El ejercicio de la vocería política, en cualquier democracia madura, debería sustentarse en valores de transparencia, ética y profesionalismo. Sin embargo, en el plano local, esta práctica presenta una serie de desviaciones que socavan la confianza pública y debilitan las instituciones.
En el caso de la República Dominicana, esta problemática se agrava por la proliferación de intermediarios informativos que ocupan espacios de vocería, muchas veces con dudosa credibilidad y agendas ocultas, en un ecosistema mediático desregulado. Esta situación genera un control de la narrativa política que afecta directamente la calidad del debate público.
Para el socólogo Manuel Castells, autor de Comunicación y poder (2009), el poder se basa en el control de la comunicación y la información, ya sea en el macropoder del Estado como de los grupos de comunicación o el micropoder de todo tipo de organizaciones. Este planteamiento enfatiza cómo el manejo de la información puede impactar en la calidad de la democracia, especialmente cuando las instituciones no ofrecen un marco regulador eficiente.
La ausencia de contrastes y la poca disposición al diálogo generan un ambiente donde los mensajes no se someten al escrutinio crítico. En este entorno, los emisores más audaces moldean la opinión pública con facilidad, mientras las voces discrepantes son silenciadas o ignoradas, perpetuando narrativas dominantes basadas en intereses particulares y no en el colectivo.
Los partidos políticos pudieran considerar más rentable contar con redes de mercenarios digitales que establecer estructuras profesionales para la comunicación masiva. Esto envenena las arterias de la democracia y convierte a irresponsables en referentes, a quienes luego se les otorgan beneficios y espacios de poder público.
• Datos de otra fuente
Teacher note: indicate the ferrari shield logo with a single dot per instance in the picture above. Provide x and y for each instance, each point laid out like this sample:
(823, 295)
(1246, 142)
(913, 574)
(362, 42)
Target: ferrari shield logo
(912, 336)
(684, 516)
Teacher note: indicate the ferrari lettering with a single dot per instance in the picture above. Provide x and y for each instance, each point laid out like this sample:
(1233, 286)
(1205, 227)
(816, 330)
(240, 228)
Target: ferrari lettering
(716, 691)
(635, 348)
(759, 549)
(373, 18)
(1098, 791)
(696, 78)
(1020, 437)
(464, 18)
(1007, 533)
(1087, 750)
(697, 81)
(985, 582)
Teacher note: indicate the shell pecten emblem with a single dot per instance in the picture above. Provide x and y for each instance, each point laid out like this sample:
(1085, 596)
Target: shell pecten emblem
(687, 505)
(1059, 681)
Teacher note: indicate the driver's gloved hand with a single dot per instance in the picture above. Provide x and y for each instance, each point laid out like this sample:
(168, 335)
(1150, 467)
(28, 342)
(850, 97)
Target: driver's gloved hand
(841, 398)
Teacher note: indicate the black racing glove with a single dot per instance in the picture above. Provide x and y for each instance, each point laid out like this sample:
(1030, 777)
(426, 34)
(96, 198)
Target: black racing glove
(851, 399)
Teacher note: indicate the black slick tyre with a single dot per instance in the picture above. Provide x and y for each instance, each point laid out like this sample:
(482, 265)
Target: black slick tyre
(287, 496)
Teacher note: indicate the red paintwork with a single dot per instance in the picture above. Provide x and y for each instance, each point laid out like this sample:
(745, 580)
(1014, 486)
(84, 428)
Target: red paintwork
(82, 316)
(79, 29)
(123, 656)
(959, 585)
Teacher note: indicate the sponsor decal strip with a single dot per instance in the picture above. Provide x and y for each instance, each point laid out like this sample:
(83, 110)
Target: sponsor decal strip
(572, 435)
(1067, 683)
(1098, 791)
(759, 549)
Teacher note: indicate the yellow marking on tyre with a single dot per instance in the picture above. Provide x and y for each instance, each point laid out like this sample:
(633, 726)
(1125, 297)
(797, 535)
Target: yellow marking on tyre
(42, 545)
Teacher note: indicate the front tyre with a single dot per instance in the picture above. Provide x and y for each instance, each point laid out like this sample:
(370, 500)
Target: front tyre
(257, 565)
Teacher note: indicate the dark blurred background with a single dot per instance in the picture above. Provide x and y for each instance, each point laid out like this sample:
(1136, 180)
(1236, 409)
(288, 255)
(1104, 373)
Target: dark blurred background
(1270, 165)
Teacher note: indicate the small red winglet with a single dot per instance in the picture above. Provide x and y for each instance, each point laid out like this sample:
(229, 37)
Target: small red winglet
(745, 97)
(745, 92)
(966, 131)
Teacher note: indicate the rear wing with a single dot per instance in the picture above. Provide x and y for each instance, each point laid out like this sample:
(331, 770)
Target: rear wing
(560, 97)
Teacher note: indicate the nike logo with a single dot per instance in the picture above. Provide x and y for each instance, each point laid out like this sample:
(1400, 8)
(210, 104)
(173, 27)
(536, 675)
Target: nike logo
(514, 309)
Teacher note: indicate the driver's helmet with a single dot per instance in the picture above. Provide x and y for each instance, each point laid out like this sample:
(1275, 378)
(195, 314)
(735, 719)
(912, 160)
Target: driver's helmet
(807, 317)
Uno de los fenómenos más alarmantes es la presencia de “comunicadores” que, sin un compromiso ético claro, manipulan la información para construir estados de opinión polarizados. Además, cometen torpezas como socavar la credibilidad del sistema de compras públicas del Estado, que debe ser observado con ojos críticos, pero no irresponsables.
Una cadena de denuncias frecuentes de adjudicaciones —que a veces tiene visos de terrorismo sicológico para los proveedores— genera la percepción de que todo cierre de contrato es una evidencia de corrupción, favoritismo y despilfarro. Irónicamente, cuando la oposición asuma el poder, enfrentará un campo minado y el reto de reconstruir una confianza que también contribuyó a destruir. Esto debilita un sistema que encarna una de las reformas más importantes del Estado en las últimas décadas.
Iñaki Gabilondo, reconocido periodista, lo ha expresado claramente: “En las inundaciones, lo primero que escasea es el agua potable… Y cuando hay inundaciones de información, lo primero que escasea es la información potable”. Este comentario resalta la urgencia de priorizar la calidad y responsabilidad en un entorno saturado de información.
El derecho a réplica, piedra angular de cualquier sistema de comunicación democrática, también atraviesa una crisis. Numerosos ciudadanos afectados por denuncias infundadas optan por no reaccionar debido a la desconfianza en las plataformas mediáticas. Esto perpetúa un ciclo de desinformación que impacta negativamente la percepción pública.
El socólogo Zygmunt Bauman, en su libro Amor líquido: Acerca de la fragilidad de los vínculos humanos (2003), advierte que «la ‘red’ de relaciones humanas […] es hoy la sede de la ambivalencia más angustiosa». Esta observación es especialmente pertinente en un entorno donde las conexiones informativas están mediadas por intereses contradictorios y la manipulación es común.
Aunque las redes sociales han democratizado el acceso a diversas fuentes, también han fomentado un entorno desregulado y éticamente cuestionable. A pesar de la abundancia informativa, la polarización cierra las puertas al diálogo entre ideas opuestas. Claire Wardle, investigadora en desinformación, advierte que “vivimos en un contexto de infodemia y esto requiere que nos tomemos la información en serio”.
Nuestros análisis frecuentes en redes sociales revelan que actores políticos mantienen “granjas de perfiles falsos” para autopromoción inorgánica. En paralelo, otros sectores invierten en redes de influencia que capitalizan para moldear narrativas políticas. Este escenario contribuye a un entorno digital dominado por un activismo político agresivo.
Es indispensable impulsar una vocería política que responda a los principios de transparencia, profesionalización y rendición de cuentas. Esto implica establecer mecanismos para declarar intereses, desarrollar programas de comunicación ética y sancionar la desinformación. Estas medidas no deben verse como una postura oficialista, sino como un esfuerzo por fortalecer la democracia.
La vocería política es un pilar esencial de la democracia. Recuperar la confianza en el ecosistema informativo es una necesidad impostergable para promover una participación ciudadana efectiva. ¿Es mucho pedir invocar una comunicación ética y responsable donde la información sirva al interés público y no a intereses particulares?